The Federalist Case For Marijuana Reform

Marijuana Legalization
Just as the Founders intended?

There is a simple, universal elegance to the conservative concept of federalism. When confronted with a governing decision not explicitly addressed in the Constitution as a duty of the federal government – providing national defense, for example – that decision is best left to the states. Not only is this in the spirit of how our Founding Fathers envisioned government in a free society, but more practically, it ensures that people are governed by those who best understand their constituents – local and state officials.  Federalism also protects the rights of states to speak, act, and legislate in a constitutionally-guaranteed and sovereign manner; rather than be subjected to one-size-fits-all solutions peddled by Washington bureaucrats who have long forgotten the constituents who put them there and pay their salaries.

Although many reduce the debate over state legalization of marijuana to personal opinions about individual drug use or its medicinal value, doing so misses the more consequential issue regarding the federal government’s flagrant interference in a state’s constitutional right to self-governance. True conservatives recognize this truth and apply the philosophy to all issues that deal with the intersection of state and federal jurisdictions. There should be no such thing as “selective federalism,” where one supports federal control or state control based solely on what outcome is preferred personally.

Therefore, when it comes to the long-standing dispute over marijuana, amplified in recent years by a stream of states that now have medical marijuana laws (29 plus D.C.), or which have legalized it outright for recreational use (eight), the conservative response should be straightforward — leave it to the states. Instead, the stubborn determination of Attorney General Jeff Sessions to reassert federal authority over marijuana, despite the changing tides at the state level, has complicated what should be a non-issue for a Republican-controlled Executive branch and Congress.

In the case of marijuana legalization, which in some states came directly through ballot referendums, action by the federal Department of Justice is truly overruling the voice of the American people. Such authoritative action robs states of the power guaranteed to them by the Tenth Amendment to the U.S. Constitution, in favor of keeping the matter in the hands of unelected bureaucrats in Washington.

Despite the anti-federalism push led by Sessions and at least tolerated by President Trump and congressional GOP leaders, some members of Congress seem to be getting the message from their constituents back home and are trying to make it easier for states to explore this new territory.  Fortunately, also, these efforts are bipartisan and enjoy support from the influential Americans for Tax Reform, as well as from the “usual suspects” such as the CATO Institute.

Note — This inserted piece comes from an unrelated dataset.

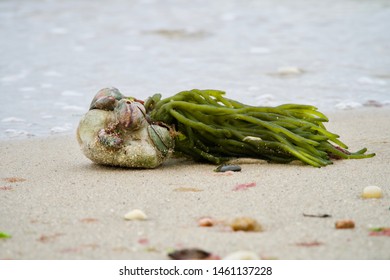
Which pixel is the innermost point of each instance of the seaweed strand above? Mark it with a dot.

As Jonathan Adler, a constitutional law professor at Case Western University School of Law noted recently, Congress has used appropriation riders to tie the hands of agencies like the Drug Enforcement Administration, preventing the agency from spending money to interfere with marijuana operations in states where it has been legalized. However, such riders are of limited scope and effect. “The fact that marijuana possession remains illegal under federal law has far-reaching implications whether or not the DEA can raid medical marijuana dispensaries,” says Adler. The law professor also notes that a crafty attorney general can relatively easily circumvent appropriations riders. Moreover, Uncle Sam has many other tools available with which to thwart commercial marijuana businesses; including regulations that prevent cannabis businesses from accessing banks and other federally-controlled financial services institutions essential to conducting business in the modern era. Civil RICO laws remain a potent federal threat as well.

The bottom line is, “the only way to protect state-level marijuana reform efforts is to change federal [drug] law,” concludes Adler.

While many politicians run to Washington, D.C. to drink from the “Swamp,” far removed from the kitchen table issues back home, such issues do not magically disappear or decrease in importance. Problems with heroin and opioid addiction, budget shortfalls, and unemployment persist and are left to the responsibility of governors and state officials to resolve. If the people or their elected state officials decide that marijuana reform may help ease these burdens – and states have enjoyed success with these very issues in legalizing marijuana – then it is their constitutional right to explore them. Washington bureaucrats have no moral or legal right to interfere. Trump, Sessions, and other Republicans should know better and would do well to get out of the way and focus instead on truly federal issues (of which there are many).